When was the last time you reviewed your Enduring Power of Attorney? Is it still valid and relevant to your circumstances? Have you even made an Enduring Power of Attorney? Here are five (of the many) reasons why having a valid and up to date Enduring Power of Attorney are essential:
Reason 1 – You made a pre-1998 Enduring Power of Attorney in Queensland
In Queensland, before 1998, Enduring Attorney could only be appointed to manage a person’s financial matters. After 1998, changes to the law meant that an Enduring Attorney could be appointed to manage financial and personal/health matters.

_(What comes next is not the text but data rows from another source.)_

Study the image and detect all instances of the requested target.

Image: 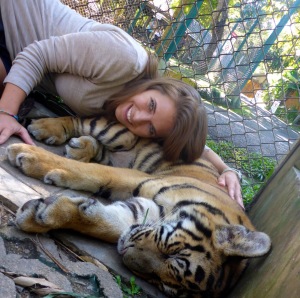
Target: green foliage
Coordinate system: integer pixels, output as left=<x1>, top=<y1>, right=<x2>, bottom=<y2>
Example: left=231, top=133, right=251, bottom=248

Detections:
left=240, top=153, right=276, bottom=182
left=44, top=293, right=98, bottom=298
left=241, top=180, right=263, bottom=206
left=206, top=139, right=276, bottom=205
left=262, top=69, right=300, bottom=125
left=275, top=106, right=299, bottom=125
left=265, top=49, right=283, bottom=72
left=170, top=0, right=218, bottom=28
left=199, top=87, right=222, bottom=103
left=232, top=106, right=253, bottom=119
left=115, top=275, right=141, bottom=298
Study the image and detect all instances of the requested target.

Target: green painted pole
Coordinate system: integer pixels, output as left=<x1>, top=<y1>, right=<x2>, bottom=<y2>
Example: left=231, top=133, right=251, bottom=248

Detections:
left=234, top=0, right=300, bottom=94
left=156, top=0, right=204, bottom=61
left=127, top=3, right=145, bottom=35
left=216, top=18, right=259, bottom=85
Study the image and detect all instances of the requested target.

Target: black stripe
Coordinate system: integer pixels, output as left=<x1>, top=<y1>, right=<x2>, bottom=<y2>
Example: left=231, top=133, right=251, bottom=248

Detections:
left=136, top=150, right=158, bottom=168
left=158, top=204, right=165, bottom=218
left=95, top=121, right=115, bottom=139
left=195, top=265, right=205, bottom=283
left=96, top=146, right=106, bottom=163
left=135, top=150, right=163, bottom=172
left=238, top=215, right=244, bottom=225
left=164, top=226, right=174, bottom=244
left=131, top=229, right=149, bottom=242
left=83, top=116, right=103, bottom=135
left=216, top=263, right=226, bottom=289
left=144, top=155, right=165, bottom=174
left=180, top=227, right=203, bottom=241
left=175, top=220, right=204, bottom=241
left=94, top=186, right=111, bottom=199
left=176, top=211, right=212, bottom=238
left=175, top=200, right=230, bottom=224
left=184, top=243, right=205, bottom=253
left=195, top=217, right=212, bottom=238
left=107, top=127, right=130, bottom=147
left=166, top=241, right=182, bottom=251
left=89, top=117, right=98, bottom=134
left=170, top=160, right=218, bottom=175
left=193, top=161, right=218, bottom=173
left=187, top=280, right=199, bottom=290
left=135, top=200, right=145, bottom=214
left=206, top=274, right=215, bottom=291
left=132, top=177, right=161, bottom=197
left=158, top=226, right=165, bottom=243
left=176, top=257, right=191, bottom=274
left=123, top=201, right=138, bottom=221
left=154, top=184, right=215, bottom=201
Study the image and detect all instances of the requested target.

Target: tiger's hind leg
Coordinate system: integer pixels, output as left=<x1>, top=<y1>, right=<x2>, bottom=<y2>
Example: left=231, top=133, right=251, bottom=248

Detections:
left=16, top=195, right=160, bottom=243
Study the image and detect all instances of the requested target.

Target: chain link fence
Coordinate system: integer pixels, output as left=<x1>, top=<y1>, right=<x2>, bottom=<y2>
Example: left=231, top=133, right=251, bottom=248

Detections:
left=61, top=0, right=299, bottom=203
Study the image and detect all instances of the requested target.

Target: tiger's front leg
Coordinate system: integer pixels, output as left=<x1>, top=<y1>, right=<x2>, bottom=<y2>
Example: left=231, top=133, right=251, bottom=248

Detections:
left=16, top=196, right=160, bottom=243
left=6, top=144, right=150, bottom=195
left=28, top=116, right=76, bottom=145
left=64, top=136, right=104, bottom=163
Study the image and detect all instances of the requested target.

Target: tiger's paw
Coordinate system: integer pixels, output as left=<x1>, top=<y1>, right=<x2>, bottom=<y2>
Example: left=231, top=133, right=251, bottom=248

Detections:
left=6, top=144, right=47, bottom=176
left=77, top=198, right=104, bottom=219
left=27, top=118, right=69, bottom=145
left=6, top=144, right=66, bottom=182
left=64, top=136, right=100, bottom=162
left=16, top=195, right=91, bottom=233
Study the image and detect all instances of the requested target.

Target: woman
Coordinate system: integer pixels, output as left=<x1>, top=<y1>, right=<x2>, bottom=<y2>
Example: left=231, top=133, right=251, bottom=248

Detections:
left=0, top=0, right=243, bottom=207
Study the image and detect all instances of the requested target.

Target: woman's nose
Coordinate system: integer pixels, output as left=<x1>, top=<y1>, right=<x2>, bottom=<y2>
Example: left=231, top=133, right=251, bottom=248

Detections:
left=132, top=110, right=151, bottom=124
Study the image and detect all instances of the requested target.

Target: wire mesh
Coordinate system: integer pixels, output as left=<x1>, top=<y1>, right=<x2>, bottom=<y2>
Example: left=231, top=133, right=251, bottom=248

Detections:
left=60, top=0, right=300, bottom=203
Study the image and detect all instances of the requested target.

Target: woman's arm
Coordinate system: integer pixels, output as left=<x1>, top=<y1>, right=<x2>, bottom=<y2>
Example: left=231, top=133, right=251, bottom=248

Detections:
left=1, top=29, right=146, bottom=143
left=0, top=83, right=34, bottom=144
left=202, top=146, right=244, bottom=208
left=4, top=30, right=147, bottom=96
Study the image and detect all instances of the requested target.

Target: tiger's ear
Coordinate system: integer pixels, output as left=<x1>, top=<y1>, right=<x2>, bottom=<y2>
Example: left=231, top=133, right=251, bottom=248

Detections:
left=213, top=225, right=271, bottom=257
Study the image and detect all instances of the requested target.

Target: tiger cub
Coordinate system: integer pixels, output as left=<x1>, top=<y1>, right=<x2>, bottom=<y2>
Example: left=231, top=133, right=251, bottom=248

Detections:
left=7, top=116, right=271, bottom=298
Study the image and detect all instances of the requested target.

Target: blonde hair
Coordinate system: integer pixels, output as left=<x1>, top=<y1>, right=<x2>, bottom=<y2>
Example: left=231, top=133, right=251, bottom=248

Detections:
left=104, top=75, right=207, bottom=163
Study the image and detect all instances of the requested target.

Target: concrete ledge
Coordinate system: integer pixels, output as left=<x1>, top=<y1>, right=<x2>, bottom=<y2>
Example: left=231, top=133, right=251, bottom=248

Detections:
left=228, top=139, right=300, bottom=297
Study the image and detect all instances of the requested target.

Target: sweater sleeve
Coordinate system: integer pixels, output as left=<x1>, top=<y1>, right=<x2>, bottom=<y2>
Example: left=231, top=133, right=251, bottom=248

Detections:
left=4, top=30, right=148, bottom=95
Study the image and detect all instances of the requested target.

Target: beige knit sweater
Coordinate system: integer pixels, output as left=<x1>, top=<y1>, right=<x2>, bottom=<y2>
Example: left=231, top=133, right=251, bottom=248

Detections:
left=0, top=0, right=148, bottom=115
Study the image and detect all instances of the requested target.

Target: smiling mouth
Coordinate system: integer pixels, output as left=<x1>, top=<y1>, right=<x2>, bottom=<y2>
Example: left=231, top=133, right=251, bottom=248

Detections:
left=127, top=106, right=133, bottom=124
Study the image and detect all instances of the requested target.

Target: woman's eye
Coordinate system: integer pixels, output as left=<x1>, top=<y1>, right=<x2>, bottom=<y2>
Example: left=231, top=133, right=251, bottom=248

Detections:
left=149, top=124, right=156, bottom=137
left=149, top=98, right=155, bottom=111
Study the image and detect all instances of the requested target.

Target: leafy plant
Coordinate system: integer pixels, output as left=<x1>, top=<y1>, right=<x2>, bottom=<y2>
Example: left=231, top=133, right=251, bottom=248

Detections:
left=44, top=293, right=98, bottom=298
left=275, top=106, right=299, bottom=126
left=115, top=275, right=141, bottom=297
left=241, top=180, right=263, bottom=206
left=262, top=69, right=300, bottom=125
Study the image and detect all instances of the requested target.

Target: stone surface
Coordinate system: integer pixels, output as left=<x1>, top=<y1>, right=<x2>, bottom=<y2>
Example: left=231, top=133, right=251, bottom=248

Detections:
left=0, top=272, right=16, bottom=298
left=0, top=136, right=165, bottom=297
left=0, top=227, right=123, bottom=297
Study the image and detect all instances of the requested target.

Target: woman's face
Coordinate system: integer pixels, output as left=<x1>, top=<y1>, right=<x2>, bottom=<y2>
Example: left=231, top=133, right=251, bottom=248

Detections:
left=115, top=89, right=176, bottom=138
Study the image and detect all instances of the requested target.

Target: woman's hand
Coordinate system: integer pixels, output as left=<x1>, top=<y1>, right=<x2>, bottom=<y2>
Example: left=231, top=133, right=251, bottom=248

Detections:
left=218, top=170, right=244, bottom=209
left=0, top=113, right=34, bottom=145
left=0, top=82, right=33, bottom=144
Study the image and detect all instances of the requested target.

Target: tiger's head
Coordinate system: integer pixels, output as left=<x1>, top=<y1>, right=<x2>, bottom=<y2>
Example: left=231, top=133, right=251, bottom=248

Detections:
left=118, top=203, right=271, bottom=298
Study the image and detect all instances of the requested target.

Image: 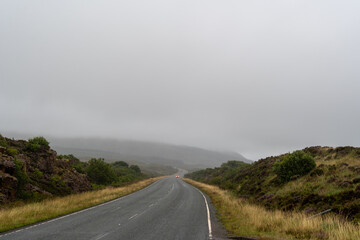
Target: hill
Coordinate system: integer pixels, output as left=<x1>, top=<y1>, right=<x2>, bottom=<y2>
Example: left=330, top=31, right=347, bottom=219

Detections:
left=185, top=146, right=360, bottom=222
left=50, top=137, right=250, bottom=169
left=53, top=146, right=178, bottom=176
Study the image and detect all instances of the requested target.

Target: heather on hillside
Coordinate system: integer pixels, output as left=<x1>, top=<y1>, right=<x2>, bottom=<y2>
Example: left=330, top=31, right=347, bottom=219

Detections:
left=186, top=146, right=360, bottom=223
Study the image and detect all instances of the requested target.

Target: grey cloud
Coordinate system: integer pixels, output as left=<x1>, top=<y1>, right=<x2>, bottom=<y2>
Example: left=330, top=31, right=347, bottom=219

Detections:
left=1, top=0, right=360, bottom=160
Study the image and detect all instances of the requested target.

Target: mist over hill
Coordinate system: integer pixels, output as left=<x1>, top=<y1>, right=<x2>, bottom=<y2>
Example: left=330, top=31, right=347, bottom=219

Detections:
left=50, top=138, right=250, bottom=169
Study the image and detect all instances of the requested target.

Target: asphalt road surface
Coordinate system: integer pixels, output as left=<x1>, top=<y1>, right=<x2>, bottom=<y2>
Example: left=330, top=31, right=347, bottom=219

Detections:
left=0, top=173, right=227, bottom=240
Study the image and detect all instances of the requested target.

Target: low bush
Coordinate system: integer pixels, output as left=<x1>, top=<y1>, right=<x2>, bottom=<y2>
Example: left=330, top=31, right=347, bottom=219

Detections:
left=113, top=161, right=129, bottom=168
left=14, top=159, right=30, bottom=198
left=59, top=154, right=86, bottom=173
left=0, top=134, right=7, bottom=147
left=33, top=168, right=43, bottom=179
left=27, top=136, right=50, bottom=152
left=7, top=148, right=18, bottom=157
left=273, top=150, right=316, bottom=183
left=130, top=165, right=141, bottom=173
left=86, top=158, right=118, bottom=185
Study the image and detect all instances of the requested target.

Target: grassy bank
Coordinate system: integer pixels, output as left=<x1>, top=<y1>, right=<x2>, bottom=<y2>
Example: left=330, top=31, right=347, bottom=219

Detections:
left=184, top=178, right=360, bottom=240
left=0, top=177, right=162, bottom=233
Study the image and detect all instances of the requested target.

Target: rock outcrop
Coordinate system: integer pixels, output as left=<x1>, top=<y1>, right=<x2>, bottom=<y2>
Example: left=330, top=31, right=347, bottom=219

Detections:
left=0, top=136, right=92, bottom=204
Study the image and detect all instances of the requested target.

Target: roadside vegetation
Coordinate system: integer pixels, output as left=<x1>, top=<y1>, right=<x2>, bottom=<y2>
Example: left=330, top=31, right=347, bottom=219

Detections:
left=0, top=177, right=162, bottom=233
left=0, top=135, right=148, bottom=206
left=185, top=147, right=360, bottom=223
left=58, top=155, right=147, bottom=189
left=185, top=178, right=360, bottom=240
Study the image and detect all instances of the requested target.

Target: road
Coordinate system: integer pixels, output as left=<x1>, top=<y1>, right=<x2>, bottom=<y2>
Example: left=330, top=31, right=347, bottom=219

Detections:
left=0, top=173, right=226, bottom=240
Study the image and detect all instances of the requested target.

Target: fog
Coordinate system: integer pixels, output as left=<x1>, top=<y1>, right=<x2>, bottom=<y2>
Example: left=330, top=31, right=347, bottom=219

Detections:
left=1, top=0, right=360, bottom=160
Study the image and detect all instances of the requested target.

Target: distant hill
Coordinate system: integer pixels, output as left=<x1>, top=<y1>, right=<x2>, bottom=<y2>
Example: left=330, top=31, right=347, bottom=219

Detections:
left=185, top=146, right=360, bottom=222
left=50, top=138, right=250, bottom=170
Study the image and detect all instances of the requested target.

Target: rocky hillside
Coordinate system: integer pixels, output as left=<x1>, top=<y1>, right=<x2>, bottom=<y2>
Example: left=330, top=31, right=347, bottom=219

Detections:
left=186, top=146, right=360, bottom=222
left=0, top=135, right=91, bottom=204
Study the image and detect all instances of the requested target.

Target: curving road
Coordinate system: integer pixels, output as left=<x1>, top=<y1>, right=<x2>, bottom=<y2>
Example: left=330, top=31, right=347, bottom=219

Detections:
left=0, top=172, right=227, bottom=240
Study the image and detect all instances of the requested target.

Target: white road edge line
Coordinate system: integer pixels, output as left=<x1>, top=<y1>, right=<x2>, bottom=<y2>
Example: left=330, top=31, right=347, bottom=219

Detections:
left=196, top=189, right=213, bottom=240
left=0, top=178, right=164, bottom=238
left=129, top=214, right=138, bottom=219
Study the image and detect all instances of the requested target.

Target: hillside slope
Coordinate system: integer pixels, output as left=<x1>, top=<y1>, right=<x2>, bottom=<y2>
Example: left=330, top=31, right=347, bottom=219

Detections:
left=186, top=146, right=360, bottom=222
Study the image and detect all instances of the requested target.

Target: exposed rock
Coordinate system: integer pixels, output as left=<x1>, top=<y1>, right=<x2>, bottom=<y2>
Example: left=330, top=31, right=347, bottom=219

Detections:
left=0, top=136, right=92, bottom=203
left=0, top=147, right=7, bottom=154
left=62, top=171, right=91, bottom=193
left=0, top=155, right=16, bottom=174
left=24, top=183, right=52, bottom=197
left=0, top=171, right=18, bottom=202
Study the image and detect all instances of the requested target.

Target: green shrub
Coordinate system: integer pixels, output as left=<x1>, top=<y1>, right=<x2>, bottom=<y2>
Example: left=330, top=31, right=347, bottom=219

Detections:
left=209, top=176, right=222, bottom=185
left=58, top=154, right=79, bottom=161
left=7, top=148, right=18, bottom=157
left=86, top=158, right=118, bottom=185
left=59, top=154, right=85, bottom=173
left=14, top=159, right=30, bottom=198
left=273, top=150, right=316, bottom=183
left=33, top=168, right=43, bottom=179
left=51, top=175, right=66, bottom=187
left=91, top=183, right=106, bottom=190
left=27, top=136, right=50, bottom=152
left=113, top=161, right=129, bottom=168
left=71, top=162, right=85, bottom=174
left=130, top=165, right=141, bottom=173
left=0, top=134, right=7, bottom=147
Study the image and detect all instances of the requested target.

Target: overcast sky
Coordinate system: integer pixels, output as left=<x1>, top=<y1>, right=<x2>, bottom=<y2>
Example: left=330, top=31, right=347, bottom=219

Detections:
left=1, top=0, right=360, bottom=160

If you have a pre-1998 Queensland Enduring Power of Attorney, you should consider updating it to ensure your Enduring Attorneys can make decisions about your financial and personal/health matters.
Reason 2 – Your children grew up
Many clients make Enduring Powers of Attorney while their children are under 18 years of age. They never take steps to update their Enduring Power of Attorney when their children are grown up.
In many cases, the client would usually want to have their adult children making decisions for them if they lose capacity (and where their spouse has died or cannot act for them). Sadly, this wish will not come to pass if the Enduring Power of Attorney is not updated to include the adult children.
Reason 3 – You lost your Enduring Power of Attorney
If you have lost your Enduring Power of Attorney, you should seek legal advice without delay with a view to completing a new document to ensure you have the decision maker of your choice in place if you lose capacity.
Reason 4 – You made an Enduring Power of Attorney in another state, territory or overseas
If you have made an interstate or overseas Enduring document, then you should ensure that it is valid in Queensland. While many are, it is not always the case. A lawyer experienced in Enduring Powers of Attorney will be able to help you to navigate this delicate area which traverses many jurisdictions and laws.
Reason 5 – You have been married or divorced
Unless your Enduring Power of Attorney states otherwise, it is revoked if you get married. However, if your husband or wife is already your Enduring Attorney, your Enduring Power of Attorney is only revoked to the extent that it gives power to someone other than your husband or wife.
If you divorce, your Enduring Power of Attorney will be revoked to the extent that it gives power to your former spouse.
In either of these circumstances, it is usually best to consider making a new Enduring Power of Attorney. Seeking appropriate legal advice is essential especially because these life events can significantly affect other documents including your Will.
There are of course many other circumstances that give rise to the need to review and possibly update your Enduring Power of Attorney. So why not get your Enduring Power of Attorney out today and check it still reflects your wishes and circumstances.